Both vendors have had their share of changes over the past few years, with Nokia ending its networking partnership with Siemens and Alcatel-Lucent going through another of several restructurings since the merger of Alcatel and Lucent in 2006, this one called the Shift Plan.
Since the deal was announced, it was understood that Suri will assume the CEO position of the merged company, with Alcatel-Lucent CEO Michel Combes exiting the business. In August, it was learned that Combes, who engineered the Shift Plan in hopes of streamlining the business and reducing costs, will become chairman of French telco Numericable-SFR and chief operating officer at Altice, an investment arm of billionaire Patrick Drahi and the controlling organization of Numericable-SFR.
However, as part of the buyout, Combes will receive $15.7 million over three years, a figure that reportedly has drawn the ire of both the French government and workers unions.
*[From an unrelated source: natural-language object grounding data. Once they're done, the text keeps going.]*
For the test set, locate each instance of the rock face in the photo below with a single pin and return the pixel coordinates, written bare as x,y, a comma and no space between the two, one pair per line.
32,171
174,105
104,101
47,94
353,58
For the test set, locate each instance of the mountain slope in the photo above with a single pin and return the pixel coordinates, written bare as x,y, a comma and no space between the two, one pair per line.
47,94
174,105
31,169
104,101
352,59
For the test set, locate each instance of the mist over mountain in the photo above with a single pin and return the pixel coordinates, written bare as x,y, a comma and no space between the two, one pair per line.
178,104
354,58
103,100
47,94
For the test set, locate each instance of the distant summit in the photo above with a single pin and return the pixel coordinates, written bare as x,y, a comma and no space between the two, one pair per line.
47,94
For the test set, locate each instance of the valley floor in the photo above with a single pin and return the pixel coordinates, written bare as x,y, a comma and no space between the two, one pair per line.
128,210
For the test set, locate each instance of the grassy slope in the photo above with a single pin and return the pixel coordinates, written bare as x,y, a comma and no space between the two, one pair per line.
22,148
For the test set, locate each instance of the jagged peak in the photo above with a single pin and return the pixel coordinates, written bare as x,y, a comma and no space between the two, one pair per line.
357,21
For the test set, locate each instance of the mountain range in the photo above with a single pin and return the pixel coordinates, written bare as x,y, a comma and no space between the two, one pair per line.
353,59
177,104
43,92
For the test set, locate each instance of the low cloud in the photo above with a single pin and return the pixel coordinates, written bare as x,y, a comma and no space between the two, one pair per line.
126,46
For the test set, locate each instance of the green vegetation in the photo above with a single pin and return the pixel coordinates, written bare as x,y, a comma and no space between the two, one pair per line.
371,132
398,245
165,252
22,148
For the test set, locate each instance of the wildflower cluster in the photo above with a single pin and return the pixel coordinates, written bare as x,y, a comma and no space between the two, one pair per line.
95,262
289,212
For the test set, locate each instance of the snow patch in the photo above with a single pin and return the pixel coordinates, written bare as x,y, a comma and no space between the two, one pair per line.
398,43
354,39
Combes reportedly has refused to give up the bonuses, which he said were not tied to the Nokia deal but instead were paid to him because of how well he did his job as Alcatel-Lucent’s top executive.
Combes, who leaves Alcatel-Lucent for his new jobs Sept. 1, told French news organizations that under his watch, Alcatel-Lucent was able to avoid bankruptcy and its share price increased.
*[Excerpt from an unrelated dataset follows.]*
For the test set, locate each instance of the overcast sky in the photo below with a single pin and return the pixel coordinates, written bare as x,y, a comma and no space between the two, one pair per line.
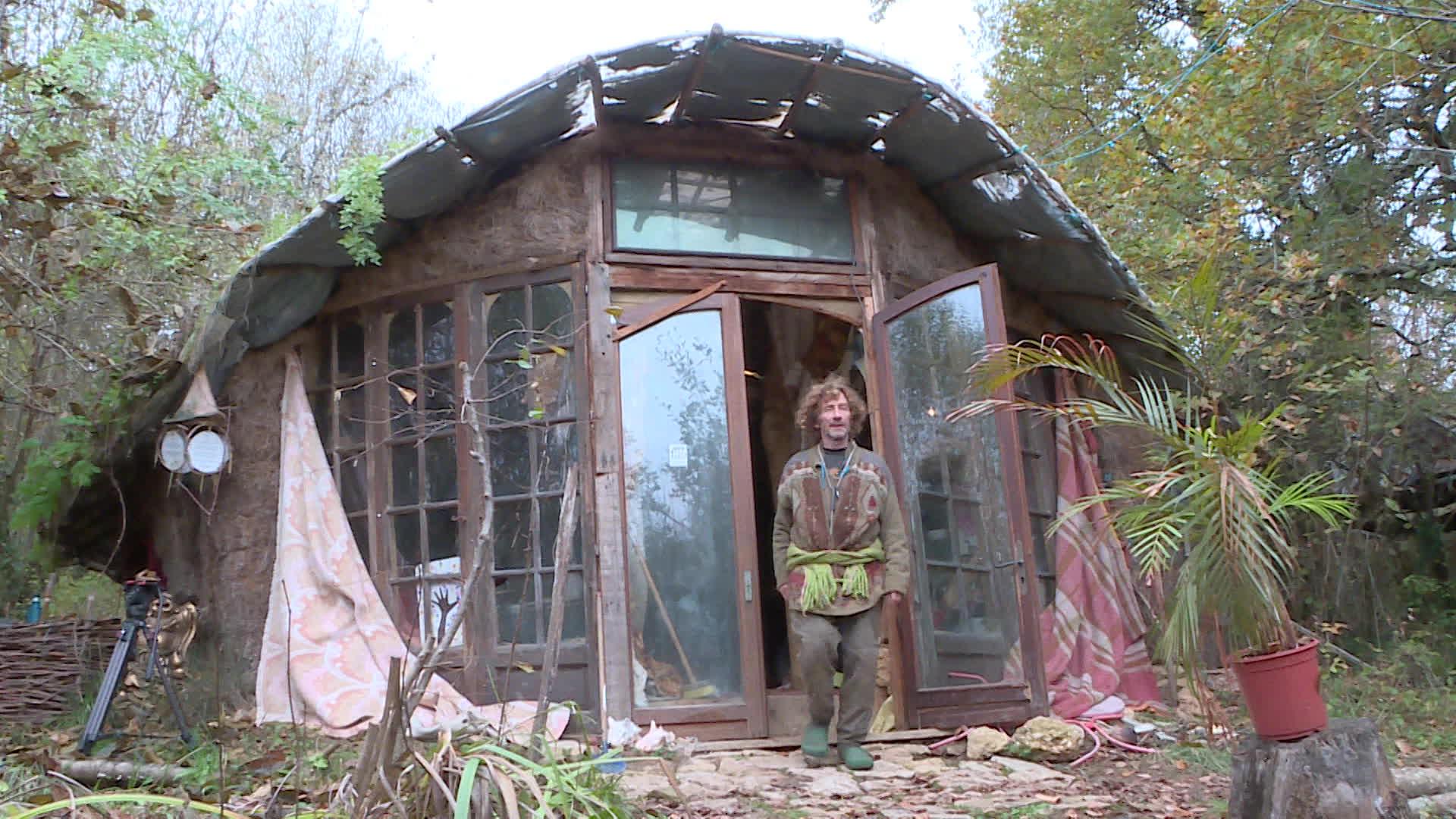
475,52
However, French politicians and union leaders noted the high unemployment in France—hovering around 10 percent—and stagnant economy; they said that Combes’ bonuses look particularly poor given that backdrop. In addition, his Shift Plan, while reviving Alcatel-Lucent’s fortunes, also led to job losses for about 10,000 employees.
“In today’s world and with the problems people face one needs to have a bit of common sense, proportion and restraint,” French Finance Minister Michel Sapin reportedly said on France Info radio Aug. 31. “And in this case Michel Combes hasn’t. [He must] try to understand how this looks to others, to the French, and from there take good decisions. He still has time to do so.”
Herve Lassale, an official with CFDT, the largest union at Alcatel-Lucent, told French journalists that “employees who saw the amounts announced at the weekend were no doubt sick. They are indecent considering the social problems of recent years.”
Editor’s note: This story has been changed to note that Nokia is based in Finland.